As a general reporter at The Times from 1980, she covered stories such as the 1980 Dan-Air Flight 1008 crash in Tenerife and the 1981 wedding of Prince Charles and Lady Diana Spencer.

Gibb was appointed Legal Correspondent of The Times in 1982, at the age of thirty-one. As the first person to hold the post from outside the legal profession, she had to overcome some resistance from the then editor, Charles Douglas-Home, but persuaded him that journalistic independence and an ability to communicate to the public were more important. She became Legal Editor of The Times in 2000. As Legal Correspondent and subsequently Legal Editor, Gibb was in charge of daily reporting on legal news, as well as weekly pages on the law. In 2000, she established The Times’ weekly LAW supplement, the only legal pull-out to be published by a national newspaper in the UK. She also oversaw the paper's acclaimed supplements for law students. In recent years, she launched the newspaper's daily legal bulletin, The Brief, of which she was co-editor. She served under nine editors on The Times, including William Rees-Mogg and John Witherow.

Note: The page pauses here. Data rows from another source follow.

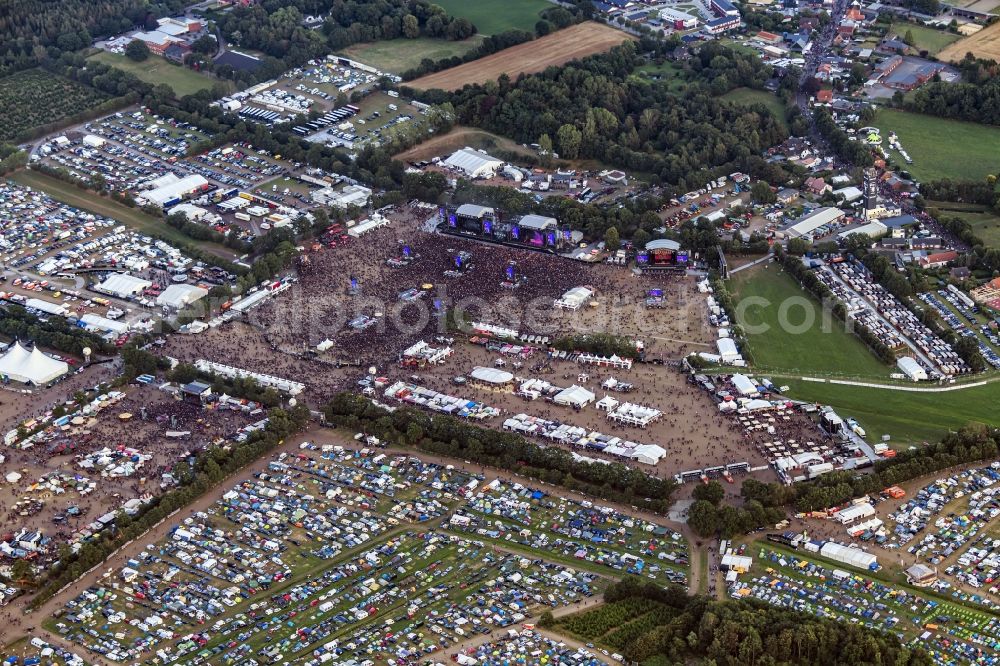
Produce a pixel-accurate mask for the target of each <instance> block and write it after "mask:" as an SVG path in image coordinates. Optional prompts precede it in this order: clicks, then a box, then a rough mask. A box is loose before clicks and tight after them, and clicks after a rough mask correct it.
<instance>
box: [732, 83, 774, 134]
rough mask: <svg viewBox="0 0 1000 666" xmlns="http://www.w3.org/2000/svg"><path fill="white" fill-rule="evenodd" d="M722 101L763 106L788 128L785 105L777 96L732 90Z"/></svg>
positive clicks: (745, 88)
mask: <svg viewBox="0 0 1000 666" xmlns="http://www.w3.org/2000/svg"><path fill="white" fill-rule="evenodd" d="M722 99H724V100H726V101H729V102H733V103H734V104H746V105H749V104H763V105H764V106H766V107H767V110H768V111H770V112H771V115H773V116H774V117H775V119H777V121H778V122H779V123H781V125H782V127H787V122H786V120H785V113H786V109H785V105H784V104H782V102H781V100H780V99H778V97H777V95H772V94H771V93H769V92H767V91H764V90H753V89H751V88H737V89H735V90H730V91H729V92H728V93H726V94H725V95H723V96H722Z"/></svg>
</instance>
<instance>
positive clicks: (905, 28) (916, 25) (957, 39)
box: [889, 23, 961, 55]
mask: <svg viewBox="0 0 1000 666" xmlns="http://www.w3.org/2000/svg"><path fill="white" fill-rule="evenodd" d="M907 31H909V32H910V33H911V34H912V35H913V46H914V48H916V49H918V50H920V51H927V52H928V53H929V54H931V55H935V54H937V53H938V52H940V51H941V50H942V49H944V48H945V47H947V46H948V45H949V44H954V43H955V42H957V41H958V40H959V39H961V36H960V35H956V34H953V33H950V32H945V31H944V30H935V29H934V28H926V27H924V26H921V25H914V24H912V23H893V24H892V27H891V28H889V34H891V35H896V36H897V37H898V38H899V39H900V40H902V39H903V37H904V36H905V35H906V33H907Z"/></svg>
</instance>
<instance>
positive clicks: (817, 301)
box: [729, 264, 889, 379]
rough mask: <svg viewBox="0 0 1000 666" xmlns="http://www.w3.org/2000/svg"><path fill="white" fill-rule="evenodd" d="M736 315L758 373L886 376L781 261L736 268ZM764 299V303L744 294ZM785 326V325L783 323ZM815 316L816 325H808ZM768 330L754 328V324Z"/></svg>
mask: <svg viewBox="0 0 1000 666" xmlns="http://www.w3.org/2000/svg"><path fill="white" fill-rule="evenodd" d="M729 288H730V290H731V291H732V293H733V300H734V302H735V306H736V310H737V312H736V320H737V321H738V322H739V324H740V325H741V326H743V327H744V329H745V330H746V331H747V332H748V334H749V340H750V348H751V351H752V353H753V368H754V369H755V370H757V371H759V372H775V373H787V374H790V375H808V376H823V377H855V378H857V377H865V378H880V379H888V376H889V368H888V367H887V366H885V365H884V364H882V362H881V361H879V360H878V359H877V358H876V357H875V356H874V355H873V354H872V353H871V351H869V350H868V348H867V347H865V346H864V344H862V343H861V341H860V340H858V339H857V338H856V337H855V336H854V335H853V334H851V333H849V332H847V331H845V330H844V324H843V323H842V322H840V321H838V320H837V319H835V318H834V317H833V315H832V313H828V314H827V315H826V317H824V314H823V313H822V312H821V307H820V304H819V302H818V301H817V300H816V299H815V298H814V297H813V296H812V295H811V294H810V293H809V292H807V291H805V290H804V289H802V287H800V286H799V285H798V283H796V282H795V280H794V279H793V278H791V277H790V276H789V275H788V274H787V273H785V272H783V271H782V270H781V269H780V268H779V266H778V265H777V264H764V265H762V266H757V267H754V268H751V269H748V270H746V271H741V272H739V273H736V274H735V275H734V276H733V278H732V280H731V281H730V287H729ZM748 298H757V299H761V298H762V299H765V300H764V301H761V302H760V304H755V303H753V302H752V301H746V302H743V301H744V299H748ZM782 321H783V322H784V323H785V324H786V326H784V327H783V326H782V325H781V323H780V322H782ZM809 321H811V322H812V324H811V325H809V326H806V323H807V322H809ZM762 324H763V325H766V327H767V330H766V331H764V332H760V333H752V332H751V331H752V330H753V327H761V325H762ZM785 329H789V330H785Z"/></svg>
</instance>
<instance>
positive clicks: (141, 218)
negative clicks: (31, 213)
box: [11, 171, 233, 259]
mask: <svg viewBox="0 0 1000 666" xmlns="http://www.w3.org/2000/svg"><path fill="white" fill-rule="evenodd" d="M11 179H12V180H14V181H16V182H18V183H20V184H21V185H27V186H28V187H32V188H35V189H37V190H41V191H42V192H45V193H46V194H48V195H49V196H51V197H52V198H53V199H58V200H59V201H62V202H63V203H68V204H69V205H71V206H75V207H77V208H80V209H81V210H86V211H90V212H91V213H96V214H97V215H104V216H107V217H112V218H114V219H116V220H119V221H121V222H124V223H125V224H127V225H129V226H130V227H132V228H133V229H136V230H138V231H141V232H143V233H148V234H152V235H155V236H157V237H159V238H163V239H164V240H166V241H168V242H170V243H174V244H177V245H181V246H184V245H190V244H191V243H193V242H194V241H192V240H191V239H190V238H188V237H187V236H185V235H184V234H182V233H181V232H180V231H178V230H177V229H175V228H173V227H171V226H170V225H168V224H166V223H165V222H164V221H163V220H161V219H158V218H155V217H153V216H152V215H148V214H146V213H144V212H142V211H141V210H138V209H136V208H129V207H128V206H125V205H123V204H120V203H118V202H117V201H112V200H111V199H105V198H102V197H99V196H97V195H95V194H94V193H92V192H87V191H85V190H81V189H80V188H78V187H74V186H73V185H70V184H69V183H64V182H63V181H61V180H56V179H55V178H52V177H50V176H46V175H45V174H41V173H37V172H34V171H19V172H17V173H15V174H14V175H12V176H11ZM198 245H199V246H201V247H203V248H205V249H206V250H208V251H210V252H214V253H215V254H218V255H219V256H221V257H223V258H225V259H232V258H233V253H232V251H231V250H228V249H226V248H223V247H221V246H219V245H216V244H214V243H205V242H199V243H198Z"/></svg>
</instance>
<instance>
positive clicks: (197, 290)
mask: <svg viewBox="0 0 1000 666" xmlns="http://www.w3.org/2000/svg"><path fill="white" fill-rule="evenodd" d="M206 296H208V290H207V289H203V288H202V287H196V286H194V285H193V284H172V285H170V286H169V287H167V288H166V289H164V290H163V293H162V294H160V295H159V296H157V297H156V304H157V305H159V306H160V307H168V308H173V309H175V310H179V309H180V308H183V307H185V306H187V305H191V304H192V303H194V302H195V301H197V300H200V299H202V298H205V297H206Z"/></svg>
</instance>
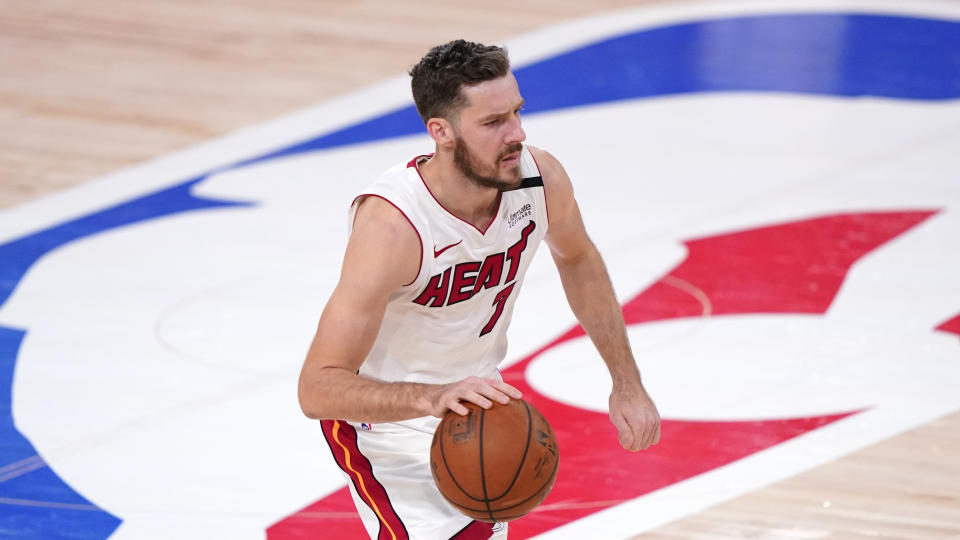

In 2006, Gibb was the recipient of the Bar Council's Legal Reporting Awards for 2005–2006. In 2009, she received an award from the International Council of Jurists, presented by Lord Phillips of Worth Matravers at a ceremony in London.

==Retirement==
Gibb retired from The Times on 7 February 2019. In a column published that day, Lord Pannick wrote:
As legal affairs correspondent of this paper since 1982, and legal editor since 2000, Frances Gibb has heard all the legal news and reported it accurately, fairly and innovatively. […] She has made a significant contribution to the new relationship between the press and the legal profession by giving confidence to judges and lawyers that their confidences will be respected. She has served the public interest by her ability to communicate complicated issues in language that non-specialists can understand. She has maintained her sense of humour and her eye for the legally absurd."

On 5 February 2019, a motion was tabled in the House of Commons by Keith Vaz and sponsored by Drew Hendry:

That this House notes the impending retirement of Frances Gibb, the Legal Editor of The Times for 19 years; recalls her distinguished career involving periods at Visnews, The Daily Telegraph and The Times, as legal correspondent from 1982; commends her reporting on such significant developments in the British legal system as the establishment of the Crown Prosecution Service, the Supreme Court and the Ministry of Justice; welcomes the innovations in legal journalism she has facilitated that include the Law Supplement, the Student Law Supplement and The Brief; recognises the many campaigns she has led, including at The Times to end fault-based divorce proceedings; wishes her well in her retirement; and thanks her for inspiring a new generation of legal correspondents.

==Recent journalism==
Gibb has remained active in the legal field since she retired from The Times, with regular contributions to her former paper as well as The Sunday Times, The Daily Telegraph, and PM on BBC Radio 4.